Она шагнула внутрь. Плавно. Тенью. Дверь закрылась с едва слышным щелчком. Сумка мягко опустилась на пол у вешалки. Движения были экономичными, точными. Пальцы нашли пряжку на плаще. Расстегнули. Тяжелая от дождя ткань мягко шуршала, когда она снимала его. Повесила на крючок. Капли упали на паркет – плюх... плюх. Затем она наклонилась. Сняла туфли – удобные, на невысоком каблуке, тоже влажные. Поставила их на подставку. Босые ноги в тонких черных колготках коснулись прохладного паркета.
Она выпрямилась. Теперь она была в том, что было под плащом: широкий, мешковатый комбинезон из мягкой зеленой ткани. Широкие штаны, широкая кофта без пуговиц спереди, соединенные вместе. Сзади, от поясницы до самой шеи, шла длинная, глухая молния. Практичная одежда в дороге.
Яна не пошла дальше. Стояла в полумраке прихожей, дыша ровно, слишком ровно. Слушая. Анализируя звуки из гостиной, как сложную позицию на доске. Стон, смешок, скрип, шепот – все складывалось в безошибочную картину измены.
Потом она двинулась. Шаг из прихожей в широкий проем гостиной. И остановилась. На пороге.
Она увидела все: Алексея, сжимавшего рукой бедро Даши, запрокинутую голову Холовой, ее раскиданные светлые волосы, обнаженную шею и плечи, ноги, сжимавшие его талию, беспорядок – ее серое платье на полу, его рубашку рядом, ремень на ковре; их полную отрешенность – они были погружены друг в друга, слепы и глухи к миру. К ней.
Яна стояла на пороге. Неподвижно. Беззвучно. Ее тень, длинная и четкая, легла на паркет. В ее глазах не было ярости или крика. Было понимание. Понимание того, что ее мир разбит именно здесь, на этом диване, в этой синей полутьме.
5.
Тишина после появления Яны длилась всего три секунды. Ровно столько, сколько было нужно Алексею, чтобы, оторвав лицо от подушки дивана, увидеть силуэт жены на пороге. Его мозг, только что кипевший страстью, мгновенно превратился в кусок льда. Глаза округлились, челюсть отвисла. Он замер, как кролик перед удавом, одной рукой все еще судорожно сжимая бедро Даши, другой бессмысленно упираясь в кожу дивана.
- Я... Яна? – хрипло выдохнул он, словно скрип несмазанной двери.

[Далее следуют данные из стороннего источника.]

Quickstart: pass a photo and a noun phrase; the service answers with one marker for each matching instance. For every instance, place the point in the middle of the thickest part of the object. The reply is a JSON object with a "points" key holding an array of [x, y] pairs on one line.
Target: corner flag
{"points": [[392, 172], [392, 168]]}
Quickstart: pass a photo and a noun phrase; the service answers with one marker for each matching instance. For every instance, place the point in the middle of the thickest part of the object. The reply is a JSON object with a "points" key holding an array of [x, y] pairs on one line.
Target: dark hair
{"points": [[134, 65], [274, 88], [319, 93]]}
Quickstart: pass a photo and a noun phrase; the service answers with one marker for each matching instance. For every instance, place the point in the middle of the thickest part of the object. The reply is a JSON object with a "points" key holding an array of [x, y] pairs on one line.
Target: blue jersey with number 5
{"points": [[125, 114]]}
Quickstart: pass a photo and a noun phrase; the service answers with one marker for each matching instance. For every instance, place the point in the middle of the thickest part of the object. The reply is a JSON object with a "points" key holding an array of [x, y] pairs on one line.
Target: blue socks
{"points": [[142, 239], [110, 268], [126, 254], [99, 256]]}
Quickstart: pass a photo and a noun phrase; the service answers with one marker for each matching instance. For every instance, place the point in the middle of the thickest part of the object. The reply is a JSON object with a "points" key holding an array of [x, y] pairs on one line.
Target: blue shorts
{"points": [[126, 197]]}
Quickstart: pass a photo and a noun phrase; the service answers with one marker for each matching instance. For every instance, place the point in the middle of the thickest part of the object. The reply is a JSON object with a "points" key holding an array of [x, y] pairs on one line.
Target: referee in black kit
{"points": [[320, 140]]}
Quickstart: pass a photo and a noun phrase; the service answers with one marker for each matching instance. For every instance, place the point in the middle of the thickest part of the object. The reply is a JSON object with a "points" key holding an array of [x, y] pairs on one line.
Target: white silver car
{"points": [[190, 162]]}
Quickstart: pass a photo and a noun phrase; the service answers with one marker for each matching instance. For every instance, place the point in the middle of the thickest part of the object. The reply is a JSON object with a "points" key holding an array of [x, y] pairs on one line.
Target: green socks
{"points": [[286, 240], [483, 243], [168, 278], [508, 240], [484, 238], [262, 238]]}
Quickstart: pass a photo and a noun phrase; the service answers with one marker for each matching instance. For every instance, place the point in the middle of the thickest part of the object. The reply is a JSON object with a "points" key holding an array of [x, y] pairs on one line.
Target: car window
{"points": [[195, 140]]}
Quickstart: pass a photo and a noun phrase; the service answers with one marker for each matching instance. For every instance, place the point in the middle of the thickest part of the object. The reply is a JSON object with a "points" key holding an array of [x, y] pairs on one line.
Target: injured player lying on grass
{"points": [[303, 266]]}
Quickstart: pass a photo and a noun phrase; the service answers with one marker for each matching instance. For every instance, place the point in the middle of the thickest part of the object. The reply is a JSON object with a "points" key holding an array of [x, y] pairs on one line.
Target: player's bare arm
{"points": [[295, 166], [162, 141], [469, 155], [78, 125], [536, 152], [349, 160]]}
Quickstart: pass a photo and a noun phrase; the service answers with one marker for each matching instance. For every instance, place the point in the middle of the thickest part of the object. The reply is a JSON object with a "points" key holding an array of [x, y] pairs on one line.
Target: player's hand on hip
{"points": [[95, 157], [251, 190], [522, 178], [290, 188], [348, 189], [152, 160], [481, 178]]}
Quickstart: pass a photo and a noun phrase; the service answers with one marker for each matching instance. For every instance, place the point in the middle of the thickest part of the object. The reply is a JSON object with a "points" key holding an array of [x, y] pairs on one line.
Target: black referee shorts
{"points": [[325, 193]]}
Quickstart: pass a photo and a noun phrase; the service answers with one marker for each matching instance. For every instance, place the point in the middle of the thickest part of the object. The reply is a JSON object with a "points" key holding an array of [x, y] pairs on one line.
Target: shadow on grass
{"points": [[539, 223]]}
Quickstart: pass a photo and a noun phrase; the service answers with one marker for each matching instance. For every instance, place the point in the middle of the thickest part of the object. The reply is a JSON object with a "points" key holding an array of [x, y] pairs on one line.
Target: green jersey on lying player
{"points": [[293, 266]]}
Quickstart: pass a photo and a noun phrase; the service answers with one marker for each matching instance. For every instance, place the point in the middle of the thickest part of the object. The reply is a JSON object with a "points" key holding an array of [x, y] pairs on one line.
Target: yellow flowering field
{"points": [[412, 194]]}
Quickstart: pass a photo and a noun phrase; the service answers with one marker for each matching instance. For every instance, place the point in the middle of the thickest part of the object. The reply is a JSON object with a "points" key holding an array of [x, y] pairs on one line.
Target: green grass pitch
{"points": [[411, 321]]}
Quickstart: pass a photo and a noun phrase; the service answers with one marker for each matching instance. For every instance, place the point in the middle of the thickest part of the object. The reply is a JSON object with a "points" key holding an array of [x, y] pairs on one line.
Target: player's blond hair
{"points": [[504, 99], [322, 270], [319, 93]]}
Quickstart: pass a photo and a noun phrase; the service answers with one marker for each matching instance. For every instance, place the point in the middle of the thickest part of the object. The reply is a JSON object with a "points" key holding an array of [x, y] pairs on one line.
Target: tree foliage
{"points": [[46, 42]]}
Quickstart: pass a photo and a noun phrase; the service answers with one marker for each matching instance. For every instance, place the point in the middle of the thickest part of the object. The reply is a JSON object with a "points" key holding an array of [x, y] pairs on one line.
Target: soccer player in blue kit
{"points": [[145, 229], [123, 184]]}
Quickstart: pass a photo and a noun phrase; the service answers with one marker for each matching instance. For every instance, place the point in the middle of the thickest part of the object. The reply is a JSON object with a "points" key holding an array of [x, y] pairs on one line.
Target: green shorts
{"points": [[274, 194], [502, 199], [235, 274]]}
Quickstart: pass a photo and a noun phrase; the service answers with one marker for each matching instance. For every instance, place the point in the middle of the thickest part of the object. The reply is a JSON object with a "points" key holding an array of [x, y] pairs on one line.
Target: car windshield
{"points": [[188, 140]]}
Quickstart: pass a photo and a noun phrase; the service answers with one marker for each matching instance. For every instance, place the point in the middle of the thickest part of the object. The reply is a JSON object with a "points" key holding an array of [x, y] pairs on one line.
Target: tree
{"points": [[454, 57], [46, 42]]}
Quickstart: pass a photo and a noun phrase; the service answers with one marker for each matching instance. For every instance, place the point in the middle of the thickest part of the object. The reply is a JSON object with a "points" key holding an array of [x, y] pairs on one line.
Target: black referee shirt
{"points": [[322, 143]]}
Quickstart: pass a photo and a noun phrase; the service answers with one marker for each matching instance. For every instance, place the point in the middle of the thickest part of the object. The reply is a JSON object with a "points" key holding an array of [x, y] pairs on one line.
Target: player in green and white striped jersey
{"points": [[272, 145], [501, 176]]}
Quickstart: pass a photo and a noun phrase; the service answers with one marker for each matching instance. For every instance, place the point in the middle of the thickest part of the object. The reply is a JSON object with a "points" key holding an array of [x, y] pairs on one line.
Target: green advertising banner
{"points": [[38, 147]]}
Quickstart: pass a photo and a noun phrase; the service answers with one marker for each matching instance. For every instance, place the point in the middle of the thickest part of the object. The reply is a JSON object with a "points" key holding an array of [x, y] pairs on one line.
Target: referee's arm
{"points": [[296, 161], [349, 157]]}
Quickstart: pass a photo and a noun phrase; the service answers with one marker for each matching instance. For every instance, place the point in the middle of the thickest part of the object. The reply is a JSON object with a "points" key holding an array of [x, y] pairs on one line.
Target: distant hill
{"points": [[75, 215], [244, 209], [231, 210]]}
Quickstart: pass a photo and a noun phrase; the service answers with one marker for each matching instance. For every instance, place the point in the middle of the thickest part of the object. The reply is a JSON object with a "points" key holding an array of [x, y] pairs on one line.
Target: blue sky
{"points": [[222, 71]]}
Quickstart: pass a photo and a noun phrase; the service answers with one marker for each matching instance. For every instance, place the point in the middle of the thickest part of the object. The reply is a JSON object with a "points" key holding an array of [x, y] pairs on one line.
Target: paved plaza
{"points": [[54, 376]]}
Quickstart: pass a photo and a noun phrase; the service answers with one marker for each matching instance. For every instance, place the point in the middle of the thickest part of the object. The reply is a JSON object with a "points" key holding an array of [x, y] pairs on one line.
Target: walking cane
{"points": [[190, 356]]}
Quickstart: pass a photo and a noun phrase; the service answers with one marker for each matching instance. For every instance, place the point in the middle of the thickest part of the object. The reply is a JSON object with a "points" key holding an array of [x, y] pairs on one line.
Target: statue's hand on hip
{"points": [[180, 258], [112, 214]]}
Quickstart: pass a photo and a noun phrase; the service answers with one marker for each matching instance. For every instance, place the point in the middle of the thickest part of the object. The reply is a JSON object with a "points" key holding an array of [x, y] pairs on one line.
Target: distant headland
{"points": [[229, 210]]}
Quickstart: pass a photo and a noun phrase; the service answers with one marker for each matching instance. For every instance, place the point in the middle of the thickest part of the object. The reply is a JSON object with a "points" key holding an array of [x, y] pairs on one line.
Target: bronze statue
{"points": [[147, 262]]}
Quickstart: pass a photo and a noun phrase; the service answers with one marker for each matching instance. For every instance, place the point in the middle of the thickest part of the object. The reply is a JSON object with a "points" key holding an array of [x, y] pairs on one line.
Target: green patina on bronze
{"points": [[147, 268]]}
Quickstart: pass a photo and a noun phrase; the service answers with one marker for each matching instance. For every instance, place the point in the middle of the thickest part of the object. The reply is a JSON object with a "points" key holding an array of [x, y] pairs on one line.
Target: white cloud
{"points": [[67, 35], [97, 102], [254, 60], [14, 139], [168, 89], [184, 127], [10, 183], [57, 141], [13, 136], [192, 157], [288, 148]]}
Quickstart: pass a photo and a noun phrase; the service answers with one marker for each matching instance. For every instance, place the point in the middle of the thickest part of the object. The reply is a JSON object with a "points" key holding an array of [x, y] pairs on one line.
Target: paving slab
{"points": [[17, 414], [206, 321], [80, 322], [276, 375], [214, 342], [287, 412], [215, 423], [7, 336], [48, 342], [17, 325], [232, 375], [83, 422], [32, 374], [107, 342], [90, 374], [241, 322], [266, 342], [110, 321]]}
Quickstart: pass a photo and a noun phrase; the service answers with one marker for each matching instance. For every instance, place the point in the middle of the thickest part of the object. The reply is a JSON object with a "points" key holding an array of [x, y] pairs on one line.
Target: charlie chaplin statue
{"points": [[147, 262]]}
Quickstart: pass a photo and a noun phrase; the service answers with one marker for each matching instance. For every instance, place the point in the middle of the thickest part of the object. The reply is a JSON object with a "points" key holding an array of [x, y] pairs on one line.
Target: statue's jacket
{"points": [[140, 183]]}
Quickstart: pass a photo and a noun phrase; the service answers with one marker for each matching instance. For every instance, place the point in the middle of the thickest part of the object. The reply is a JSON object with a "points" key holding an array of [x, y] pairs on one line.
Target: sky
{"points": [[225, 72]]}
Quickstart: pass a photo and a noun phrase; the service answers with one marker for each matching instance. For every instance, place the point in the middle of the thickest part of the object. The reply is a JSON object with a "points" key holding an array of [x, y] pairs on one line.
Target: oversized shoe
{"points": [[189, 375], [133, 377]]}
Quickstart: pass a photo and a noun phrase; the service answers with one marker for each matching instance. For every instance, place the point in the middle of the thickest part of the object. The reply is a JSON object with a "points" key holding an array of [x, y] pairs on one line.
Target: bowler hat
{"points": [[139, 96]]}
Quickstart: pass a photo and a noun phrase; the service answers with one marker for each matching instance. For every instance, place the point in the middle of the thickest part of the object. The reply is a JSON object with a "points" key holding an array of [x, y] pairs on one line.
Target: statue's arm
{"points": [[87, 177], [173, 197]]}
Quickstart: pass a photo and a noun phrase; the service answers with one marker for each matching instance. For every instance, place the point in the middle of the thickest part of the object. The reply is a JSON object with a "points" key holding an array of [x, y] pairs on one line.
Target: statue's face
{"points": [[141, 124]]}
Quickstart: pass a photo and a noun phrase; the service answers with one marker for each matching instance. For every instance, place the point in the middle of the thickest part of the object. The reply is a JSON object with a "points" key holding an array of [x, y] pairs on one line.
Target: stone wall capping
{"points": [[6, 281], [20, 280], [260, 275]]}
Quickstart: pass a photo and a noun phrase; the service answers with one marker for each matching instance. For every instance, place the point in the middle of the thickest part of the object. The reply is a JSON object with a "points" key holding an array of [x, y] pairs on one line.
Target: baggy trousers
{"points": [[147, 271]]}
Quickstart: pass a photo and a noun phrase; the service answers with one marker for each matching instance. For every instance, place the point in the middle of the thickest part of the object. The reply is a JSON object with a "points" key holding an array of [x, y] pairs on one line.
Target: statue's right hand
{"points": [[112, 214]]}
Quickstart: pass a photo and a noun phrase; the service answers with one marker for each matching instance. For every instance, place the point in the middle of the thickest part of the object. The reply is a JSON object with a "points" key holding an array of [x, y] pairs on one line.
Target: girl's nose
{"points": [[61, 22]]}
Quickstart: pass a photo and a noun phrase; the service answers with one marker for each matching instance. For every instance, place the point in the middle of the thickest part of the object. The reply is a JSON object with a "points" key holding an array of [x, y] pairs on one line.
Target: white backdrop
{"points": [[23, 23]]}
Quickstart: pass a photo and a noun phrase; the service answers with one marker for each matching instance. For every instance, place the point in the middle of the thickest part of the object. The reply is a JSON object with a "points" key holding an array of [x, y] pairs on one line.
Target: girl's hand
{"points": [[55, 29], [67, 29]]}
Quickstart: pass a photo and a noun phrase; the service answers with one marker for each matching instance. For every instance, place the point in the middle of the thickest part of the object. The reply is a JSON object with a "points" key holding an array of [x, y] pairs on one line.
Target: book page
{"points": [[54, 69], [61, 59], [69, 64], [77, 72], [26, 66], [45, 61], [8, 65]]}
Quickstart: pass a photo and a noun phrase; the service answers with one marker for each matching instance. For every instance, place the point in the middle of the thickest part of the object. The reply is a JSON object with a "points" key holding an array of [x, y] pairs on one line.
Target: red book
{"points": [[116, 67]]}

Даша, почувствовав его оцепенение, обернулась через плечо. Ее взгляд, еще секунду назад мутный от удовольствия, наткнулся на фигуру в зеленом комбинезоне. Ее голубые глаза расширились.
- Чёрт! – вырвалось у нее, больше похожее на недовольное ворчание, чем на ужас. Она попыталась соскользнуть с Алексея, но ее ноги все еще были запутаны в его спущенных брюках, а его рука, словно в тисках, держала ее бедро.
Яна не издала ни звука. Ее лицо было каменным, но в глазах бушевала ярость. Она сделала один резкий шаг вперед. Руки потянулись к спине.